2.2.1. Verweerder stelt dat de stal niet op de plaats die in de vigerende vergunning is aangegeven is gerealiseerd. Volgens hem gaat het om een oude stal die anders is uitgevoerd dan de overige stallen en daarom ook niet aan de vergunningvoorschriften voldoet.

2.2.2. Ingevolge artikel 8.18, eerste lid, onder a, van de Wet milieubeheer vervalt een vergunning voor een inrichting indien de inrichting niet binnen drie jaar nadat de vergunning onherroepelijk is geworden, is voltooid en in werking gebracht.

2.3. Naar het oordeel van de Afdeling biedt artikel 8.18, eerste lid, van de Wet milieubeheer geen grondslag voor het van rechtswege vervallen van de vergunning indien een bepaalde stalruimte niet geheel overeenkomstig de vergunning is gerealiseerd op de plaats die de vergunning aangeeft. Indien een stalruimte qua situering in geringe mate van de verleende vergunning afwijkt, terwijl overigens wordt voldaan aan de vergunningvoorschriften, brengt dit niet mee dat de inrichting moet worden geacht niet te zijn voltooid in de zin van dit artikellid.

Onomstreden is dat in deze stal daadwerkelijk op bedrijfsmatige wijze dieren worden gehouden.
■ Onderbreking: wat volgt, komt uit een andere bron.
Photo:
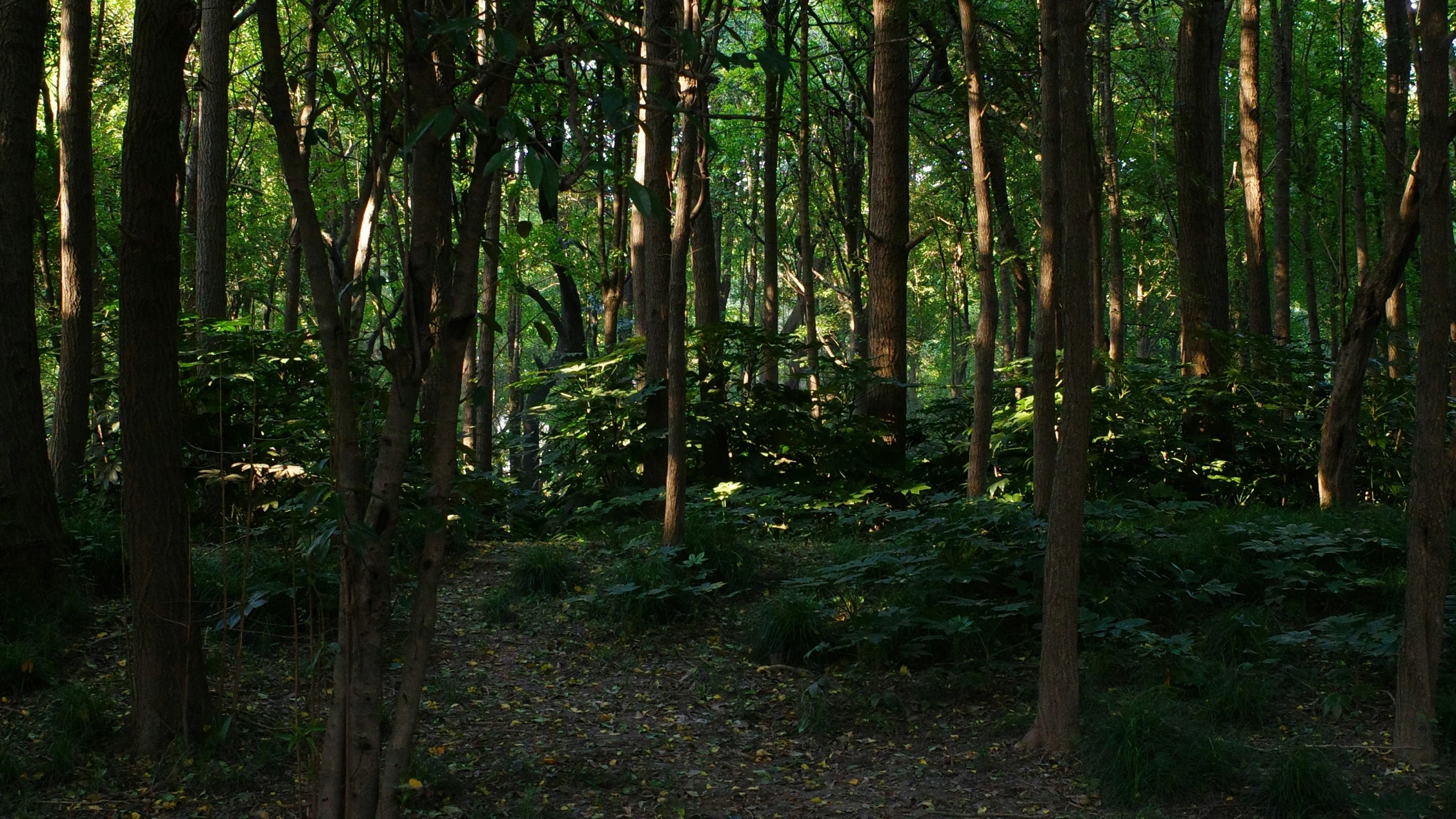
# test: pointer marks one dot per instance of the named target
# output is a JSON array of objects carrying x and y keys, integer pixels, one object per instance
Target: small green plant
[
  {"x": 787, "y": 627},
  {"x": 542, "y": 570},
  {"x": 1149, "y": 745},
  {"x": 495, "y": 608},
  {"x": 1304, "y": 781}
]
Uit het verhandelde ter zitting blijkt dat de onderhavige stal zich ten opzichte van de vergunde situatie een paar meter naar achteren bevindt. Onduidelijkheid is echter of en in hoeverre de stal ook verder in afwijking van de vigerende vergunning is gerealiseerd. Hieruit volgt dat niet is komen vast te staan of de vergunning voor de betreffende stal al dan niet is komen te vervallen.

De Afdeling is dan ook van oordeel dat het bestreden besluit in zoverre in strijd is met artikel 3:2 van de Algemene wet bestuursrecht, dat eist dat het bestuursorgaan bij de voorbereiding van het besluit de nodige kennis vergaart omtrent de relevante feiten, alsmede met artikel 3:46 van die wet dat eist dat een besluit berust op een deugdelijke motivering.

2.4. Het beroep is gegrond. Het bestreden besluit komt voor vernietiging in aanmerking.

2.5. Verweerder dient op na te melden wijze in de proceskosten te worden veroordeeld.

3. Beslissing

De Afdeling bestuursrechtspraak van de Raad van State

Recht doende in naam der Koningin:

I. verklaart het beroep gegrond;

II. vernietigt het besluit van het college van burgemeester en wethouders van Heeze-Leende van 14 november 2006;

III. veroordeelt het college van burgemeester en wethouders van Heeze-Leende tot vergoeding van bij appellant in verband met de behandeling van het beroep opgekomen proceskosten tot een bedrag van € 695,89 (zegge: zeshonderdvijfennegentig euro negenentachtig), waarvan een gedeelte groot € 644,00 is toe te rekenen aan door een derde beroepsmatig verleende rechtsbijstand; het dient door de gemeente Heeze-Leende aan appellant onder vermelding van het zaaknummer te worden betaald;

IV. gelast dat de gemeente Heeze-Leende aan appellant het door hem voor de behandeling van het beroep betaalde griffierecht ten bedrage van € 144,00 (zegge: honderdvierenveertig euro) vergoedt.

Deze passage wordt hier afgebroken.